If you want to double-check specific Process Instance Count, do the following:
Go to Dashboards | Administration | Tooling | Script Console
On the textbox near to "List Instance" type "HostProcess", then click "List Instances", in the right hand type a process filter. In this example I used cmd.exe. Then on the lower textbox type the word "instanceCount".
This is will return information about the instanceCount number.
In the same dashboard, list instances of type "ProcessAvailabilityEntry", filter for the process name under review (E.g. cmd.exe) and then search for "ProcessCount percent" to verify the values for expectedProcessCount, matchedProcessCount and percentAvailability.
Troubleshooting
- Go to Homes | Alarms | Acknowledge and clear the last received Process Rules
- Wait at least 5 minutes and let us know if the rules fires again (Provide exact Time)
- Go to Dashboards | Administration | Rules and Notifications | Rule Diagnostics | click on the process availability Rule | click Diagnostic Details | select desired process | grab a screenshot
- Please do the same for the Process Count and grab a screenshot. Also grab a screenshot of the main Rule Diagnostics dashboard filtering by Process.
- Have a look at the raw data under Configuration -> Data -> Hosts -> -> OS -> Processes -> -> "instance count" to determine how many instances are found on the monitored host. Also, check percentAvailability under each process listed in Process Availability config. If percentAvailability < 90%, the alarm should be observed for that process.
Note:
The processes that never run on the target server may not be shown under the /Data/Host/OS/Process even they are defined in the agent properties.
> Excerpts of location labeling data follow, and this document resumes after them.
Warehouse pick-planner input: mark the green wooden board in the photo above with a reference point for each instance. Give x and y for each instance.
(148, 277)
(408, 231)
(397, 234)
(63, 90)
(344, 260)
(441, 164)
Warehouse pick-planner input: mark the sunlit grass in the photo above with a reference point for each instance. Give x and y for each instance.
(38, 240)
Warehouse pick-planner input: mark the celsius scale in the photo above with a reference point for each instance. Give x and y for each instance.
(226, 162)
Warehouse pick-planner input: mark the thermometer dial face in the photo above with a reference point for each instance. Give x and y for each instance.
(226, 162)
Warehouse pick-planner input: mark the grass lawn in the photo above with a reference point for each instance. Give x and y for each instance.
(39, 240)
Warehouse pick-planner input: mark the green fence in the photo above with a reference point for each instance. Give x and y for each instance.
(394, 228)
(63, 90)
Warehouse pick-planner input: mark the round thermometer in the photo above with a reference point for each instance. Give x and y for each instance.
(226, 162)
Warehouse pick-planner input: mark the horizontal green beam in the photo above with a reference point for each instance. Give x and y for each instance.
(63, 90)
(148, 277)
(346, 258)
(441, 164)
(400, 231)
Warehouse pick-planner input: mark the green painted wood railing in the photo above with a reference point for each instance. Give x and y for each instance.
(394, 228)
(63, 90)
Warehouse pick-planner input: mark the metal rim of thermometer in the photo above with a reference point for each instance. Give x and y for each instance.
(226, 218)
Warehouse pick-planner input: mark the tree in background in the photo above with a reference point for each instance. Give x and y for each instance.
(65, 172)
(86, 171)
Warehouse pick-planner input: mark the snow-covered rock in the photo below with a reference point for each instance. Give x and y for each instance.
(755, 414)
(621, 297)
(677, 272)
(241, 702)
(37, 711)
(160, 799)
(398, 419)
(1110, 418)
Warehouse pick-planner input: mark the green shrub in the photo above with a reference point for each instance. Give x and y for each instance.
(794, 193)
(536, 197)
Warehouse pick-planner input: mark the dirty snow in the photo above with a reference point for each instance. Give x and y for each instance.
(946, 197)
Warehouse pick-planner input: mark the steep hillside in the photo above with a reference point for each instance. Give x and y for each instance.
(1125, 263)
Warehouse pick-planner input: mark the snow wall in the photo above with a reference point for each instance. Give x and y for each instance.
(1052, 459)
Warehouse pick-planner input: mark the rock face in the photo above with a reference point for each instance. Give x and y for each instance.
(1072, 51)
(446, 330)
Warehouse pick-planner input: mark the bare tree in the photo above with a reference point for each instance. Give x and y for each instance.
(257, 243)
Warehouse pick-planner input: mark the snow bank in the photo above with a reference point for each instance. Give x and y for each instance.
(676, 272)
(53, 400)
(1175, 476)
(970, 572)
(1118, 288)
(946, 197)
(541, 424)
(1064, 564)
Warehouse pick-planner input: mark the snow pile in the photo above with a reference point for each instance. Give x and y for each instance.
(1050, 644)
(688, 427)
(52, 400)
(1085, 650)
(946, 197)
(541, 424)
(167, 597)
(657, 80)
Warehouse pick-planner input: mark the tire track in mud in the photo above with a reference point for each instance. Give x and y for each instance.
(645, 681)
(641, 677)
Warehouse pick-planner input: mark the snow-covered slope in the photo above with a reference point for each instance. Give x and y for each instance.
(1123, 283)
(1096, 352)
You should check with Script Console dashboard for this kind of processes.
Q&A
- How to reduce the delay time since the process stops until the alarms is triggered.
=> Shorten the collect interval.
- Why we only receive the alert once, we must have to ack and cleared. Is this the only way?
=> The rule will evaluate the data it concerns periodically. If the condition is met, depending on whether there is an existing alarm that is not yet cleared or acked, it will either fire a new alarm or update the properties of the existing alarm. FMS will only send the email for new alarms. This is because if it sends whenever the alarm gets updated, you will probably get an alarm storm, if you cannot address the problem immediately (weekend, mid-night), which is annoying and most people don't want to have.
- In case you modified some settings: "Data collection scheduler" under Agent Properties: Entered default collection every 30 seconds [14:00] What would this cause? Is this value acceptable?
=> Setting interval below 1 minute is not recommended, as it may put too much pressure on target server and agent will skip some collect cycle if the collection is taking more than 1 minutes.
When you stop the process you only received one alarm but the e-mail does not match none of the Process_Availability mail.message
If you want to know how the is #percentAvailability# is calculated to try to make the fatal, critical or warning to trigger.
If under "Process availability config" you specify 1 instances then you must understand that if you stop that process, you would be receiving the fatal alarm and the corresponding e-mail. However the e-mail does not match and you are not sure if the received e-mail corresponds to the Process_Availability or the Process_Exist_Count.